新曲『いのち燦々』リリース ふるさとへの思い込めた〝命の応援歌〟 大船渡出身の大沢桃子さん
令和7年9月11日付 7面

大船渡市出身の演歌シンガーソングライター・大沢桃子さんのニューシングル『いのち燦々』(税込み1500円)が、このほどリリースされた。同市の大規模林野火災で、消火や支援活動にあたる人々を思う中で生まれた〝命の応援歌〟で、ふるさとへの思いを楽曲に託す。(阿部仁志)
平成15年にメジャーデビューした大沢さん。「仲村つばき」名義で作詞・作曲を行い、数々の楽曲を手がけている。
東日本大震災の教訓「津波てんでんこ」を伝える楽曲『命の道』を合唱で広めるプロジェクトを展開し、陸前高田市米崎町の普門寺に奉納されている震災の犠牲者を追悼するつるし飾りを題材にした楽曲『ねがい桜』をリリースするなど、震災伝承やふるさとの応援にも力を入れる。
『いのち燦々』は25枚目のシングルCD。カップリング曲『生まれ変わってもう一度』も収めて、7月23日にリリースした。
曲の着想を得たのは、今年2月に大船渡市で林野火災が発生し、延焼拡大していたころ。出身地の赤崎町にも火の手が及んだ中、「曲制作の締め切りの2日前、テーマも何も決まってないところから、ふっと頭の中に歌が浮かび、一気に書き上げた。初めての感覚だった」と振り返る。

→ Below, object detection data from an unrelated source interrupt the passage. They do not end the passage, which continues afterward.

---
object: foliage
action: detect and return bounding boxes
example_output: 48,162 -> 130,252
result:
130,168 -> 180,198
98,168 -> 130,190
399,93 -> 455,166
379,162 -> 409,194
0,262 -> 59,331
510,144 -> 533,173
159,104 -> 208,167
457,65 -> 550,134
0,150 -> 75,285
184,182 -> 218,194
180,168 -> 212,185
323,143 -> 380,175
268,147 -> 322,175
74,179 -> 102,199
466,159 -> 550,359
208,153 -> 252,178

「命を懸けて 誰かを想う 胸熱く」「いのち燦々 行けばいい」──。歌詞には、生きとし生けるものの命のともしびや、全国から大船渡に駆けつけた消防、自衛隊員、支援者らから連想した言葉をちりばめた。壮大な響きの伴奏に、命を歌う大沢さんの熱のこもった旋律が重なる作品。

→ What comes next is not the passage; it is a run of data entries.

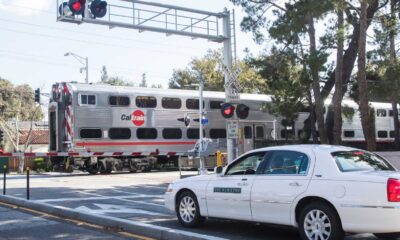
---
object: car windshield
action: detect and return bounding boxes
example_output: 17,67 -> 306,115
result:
332,151 -> 395,172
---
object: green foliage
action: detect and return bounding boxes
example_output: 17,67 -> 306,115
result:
250,49 -> 310,122
169,50 -> 268,93
100,66 -> 133,86
0,78 -> 43,121
342,105 -> 355,121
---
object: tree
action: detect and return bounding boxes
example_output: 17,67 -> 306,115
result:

リリース後は各地で歌い、岩手では8月の「三陸・大船渡夏まつり」で初めて披露。大規模災害を乗り越えて前へ進む大船渡への〝応援歌〟として、力強く響かせた。
大沢さんは「どんなアーティストよりもふるさとを舞台に歌を数多く書いてきたという自負があるが、今回は、ふるさとが私に強いメッセージや力をくれた。ふるさとの皆さんに『いのち燦々』をそばに置いていただけたら、こんなに幸せなことはない。曲に込めた思いを全国の皆さんに届けられるよう頑張りたい」と次のステージを見据えていた。